全体主義的気質(2)

 これらの例は日本人一般が全体主義的気質を備えているために『既成集団若しくは既成社会に背いてしまうことを恐れる』ためで、例え宗教といえども「既成集団もしくは既成社会の習慣や慣行とは馴染まないと感じるもの」については異質性を強く感じ、既成集団もしくは既成社会との両立は出来ないと思ってしまうのである。しかし異質性を感じてはいても集団の総体的意思が変革や解体を受け入れる気でいる時には総体的意思に逆らってまで行動しようとはしない。だからこそ大東亜戦争敗戦直後の組織的武力抵抗活動計画は雲散したのである。

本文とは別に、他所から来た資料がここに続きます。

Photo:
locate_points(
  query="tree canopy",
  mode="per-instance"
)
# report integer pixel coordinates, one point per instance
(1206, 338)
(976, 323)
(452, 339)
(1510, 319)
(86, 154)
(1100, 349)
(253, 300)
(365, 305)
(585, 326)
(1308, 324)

 それに反し総体的意思が迎合に反対していると思えば敵意を露にするばかりか潰してしまおうともするのである。既成のキリスト教団体が日本人一般に迎合されるよう布教の根幹を見直したのに反し、オウム教を初め一部の新興宗教は信仰集団と世間との接触を極度に減じたために世間から疎まれるだけでなく敵視もされた。そしてその挙句被害者団体なるものが作られて「親を返せ・子供を返せ・妻を返せ」の騒動が発生したわけで、無宗教でありながら神社仏閣に詣でるのを意に介さない者たちならではの宗教観をまざまざと見せつけた。

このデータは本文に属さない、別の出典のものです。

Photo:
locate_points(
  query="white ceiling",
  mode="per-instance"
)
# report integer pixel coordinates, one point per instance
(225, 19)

 オウム教事件の最中、ある外国人記者が「日本人は元々がカルトだから・・」と発言したのをテレビで見たが、「なるほど、そういう見方もあるかな」と思った。同じテレビに出ていた日本人キャスターは外国人記者の発言を聞いて「え?そんなことはないでしょう」なんて食ってかかっていたが、己のことすら分かってないのには哀れであった。

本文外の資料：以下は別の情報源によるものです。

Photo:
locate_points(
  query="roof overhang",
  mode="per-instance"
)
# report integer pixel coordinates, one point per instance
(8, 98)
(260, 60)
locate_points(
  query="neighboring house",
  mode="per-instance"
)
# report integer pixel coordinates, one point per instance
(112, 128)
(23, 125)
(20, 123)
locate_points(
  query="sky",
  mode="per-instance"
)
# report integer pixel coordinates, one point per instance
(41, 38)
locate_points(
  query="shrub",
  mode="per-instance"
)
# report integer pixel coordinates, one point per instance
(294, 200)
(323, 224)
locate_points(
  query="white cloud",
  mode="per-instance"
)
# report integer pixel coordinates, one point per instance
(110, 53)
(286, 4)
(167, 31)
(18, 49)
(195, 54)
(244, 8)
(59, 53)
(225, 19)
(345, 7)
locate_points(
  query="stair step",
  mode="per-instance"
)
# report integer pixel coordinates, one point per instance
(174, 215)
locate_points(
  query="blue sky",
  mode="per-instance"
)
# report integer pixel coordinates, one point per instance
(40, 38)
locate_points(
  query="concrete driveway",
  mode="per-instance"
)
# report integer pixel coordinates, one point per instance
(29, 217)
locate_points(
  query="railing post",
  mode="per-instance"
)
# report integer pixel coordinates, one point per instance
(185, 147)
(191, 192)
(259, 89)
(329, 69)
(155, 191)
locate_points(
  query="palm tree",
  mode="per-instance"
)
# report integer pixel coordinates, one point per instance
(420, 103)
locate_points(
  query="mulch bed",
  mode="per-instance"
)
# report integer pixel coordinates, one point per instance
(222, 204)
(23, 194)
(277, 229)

 カルトとは「なんらかの体系化された礼拝儀式,転じてある特定の人物や事物への礼賛,熱狂的な崇拝,さらにそういう熱狂者の集団,あるいは邪教的な宗教団体を意味する語。普遍的に見られる宗教現象」であるが、日本人一般の全体主義的気質による社会現象を説明する上ではカルトという呼び名の方が相応しいかもしれない。戦後になって天皇の権威に陰りが出てきてはいるものの、それ以外の「事物への礼賛や熱狂的な崇拝」までもがなくなってしまっているわけではないからだ。しかも個人の自由意志の結果としてでなく、明示的暗黙的を問わず集団としての圧力が伴った「事物への礼賛や崇拝」が求められる機会は日本人社会のいたるところにある。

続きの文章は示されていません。